A newbie attempts optimisation

Hi everyone,

This will be my first post and I was hoping I could get some advice about how to configure my TrueNAS Community (25.04.1) server for optimal performance.

I’m new to the world of TrueNAS and only set up my first homelab six months ago, so I can self-host everything I need, control my data, and ditch all those subscriptions. I also moved back into a tech job after a few years out (now in health tech), so wanted to refresh my knowledge and skills, and I enjoy it as a hobby. I’ve tried to learn as much as possible by reading and watching resources like T3 podcast, Lawrence Systems, NASCompares etc… as well as the support/forum pages.
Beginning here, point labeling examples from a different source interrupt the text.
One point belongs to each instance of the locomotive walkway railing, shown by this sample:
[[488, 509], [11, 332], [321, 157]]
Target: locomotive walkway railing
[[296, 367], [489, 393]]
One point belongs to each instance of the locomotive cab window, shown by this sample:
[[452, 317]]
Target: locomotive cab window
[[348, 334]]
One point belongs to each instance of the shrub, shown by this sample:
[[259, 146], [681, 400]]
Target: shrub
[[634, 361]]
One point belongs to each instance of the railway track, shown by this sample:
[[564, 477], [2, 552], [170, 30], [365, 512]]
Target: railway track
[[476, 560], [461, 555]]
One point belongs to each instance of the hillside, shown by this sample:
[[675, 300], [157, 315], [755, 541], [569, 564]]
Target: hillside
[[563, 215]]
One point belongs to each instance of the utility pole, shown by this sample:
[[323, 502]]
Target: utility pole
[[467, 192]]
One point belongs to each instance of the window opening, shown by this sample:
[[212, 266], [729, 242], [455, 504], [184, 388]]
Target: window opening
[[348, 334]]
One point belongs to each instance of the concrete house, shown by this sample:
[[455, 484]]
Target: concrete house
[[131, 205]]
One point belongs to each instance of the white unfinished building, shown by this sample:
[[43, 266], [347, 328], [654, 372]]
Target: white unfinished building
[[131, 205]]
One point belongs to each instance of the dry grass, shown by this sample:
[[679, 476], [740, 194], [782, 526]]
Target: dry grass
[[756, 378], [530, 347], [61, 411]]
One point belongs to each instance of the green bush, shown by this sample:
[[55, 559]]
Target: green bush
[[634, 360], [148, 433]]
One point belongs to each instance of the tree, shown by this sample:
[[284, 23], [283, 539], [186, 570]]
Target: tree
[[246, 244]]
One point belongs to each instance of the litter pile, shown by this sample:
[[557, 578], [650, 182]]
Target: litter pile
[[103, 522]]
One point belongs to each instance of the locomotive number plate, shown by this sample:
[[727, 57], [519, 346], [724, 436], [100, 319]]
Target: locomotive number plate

My MAIN server is an old gaming PC repurposed with the following config:

Asus ROG Strix Z370F gaming motherboard
Intel i7-8700K Coffee Lake 6-Core CPU
64GB DDR4 RAM non-ECC
750W PSU
Nvidia RTX 4000 8GB GDDR6 (for transcodes)
10Gb Dual LAN Base-T PCI-e Network Card, Intel X540 Controller, NICGIGA 10Gbps Ethernet Adapter, 2 * 10Gbe RJ45 Port

DISKS:
2 x Motherboard NVMe Slots:
Slot 1: 500GB NVMe - Boot Drive
Slot 2: 1TB NVMe SSD (not yet in use)
6 SATA motherboard ports:
SATA 1-4: 4 x WD Ultrastar DC HC550 recertified 18TB drives
SATA 5&6: 2 x WD Red 2GB SATA SSDs
Additional Storage in ASUS HYPER M.2 Card V2, PCIe 3.0 x16:
2 x 1TB NVMe (not yet in use)
Additional SATA via PCIe 2 port SATA 6Gbps controller card:
1 x WD Ultrastar DC HC550 recertified 18TB drive

POOLS:
Pool 1 (primary storage):

  • 5-wide 18TB WD Ultrastar HDDs in RAIDZ1
  • I think a striped mirrors would be faster? but have been extending a disk at a time and could switch to that RAID arrangement later if advisable?
    Pool 2:
  • 2 x 2TB SATA WD Red as a mirrored pair
  • I use this pool for installed app configs and storing anything that I want to have more rapid access

Free disks:
3 x 1TB NVMe SSDs

So the first thing I’m trying to work out is how best to deploy the free NVMe drives.

MY USE CASE:

  1. Jellyfin Server - primary use with about 6 friends and family members using
  2. Immich - as for Jellyfin
  3. Nextcloud + Collabra - Only myself plus 2 users - for all my documents both work and personal
  4. Audiobookshelf - as for Jellyfin
  5. Cloudflared
  6. I was using MINIO as an S3 store but may switch apps due to recent changes their side
  7. Probably some companion apps for Jellyfin when I get to it
  8. Calibre library
  9. Syncthing
  10. Probably a Windows VM at some point

Having read/watched as much as I can, I’m thinking that the best use of my 3 x TB NVMe SSDs might be to set up a mirrored pair as a special metadata VDEV, with the third as a hot spare. Then I could set the threshold for metadata to perhaps 256KB so that it will serve all my metadata / small files from my media libraries (Jellyfin/Audiobookshelf et al) and my small office documents, and speed up file listings over SMB. I read the fusion drive documentation and think that’s how it would work? What do you folks think? Would this be a good approach?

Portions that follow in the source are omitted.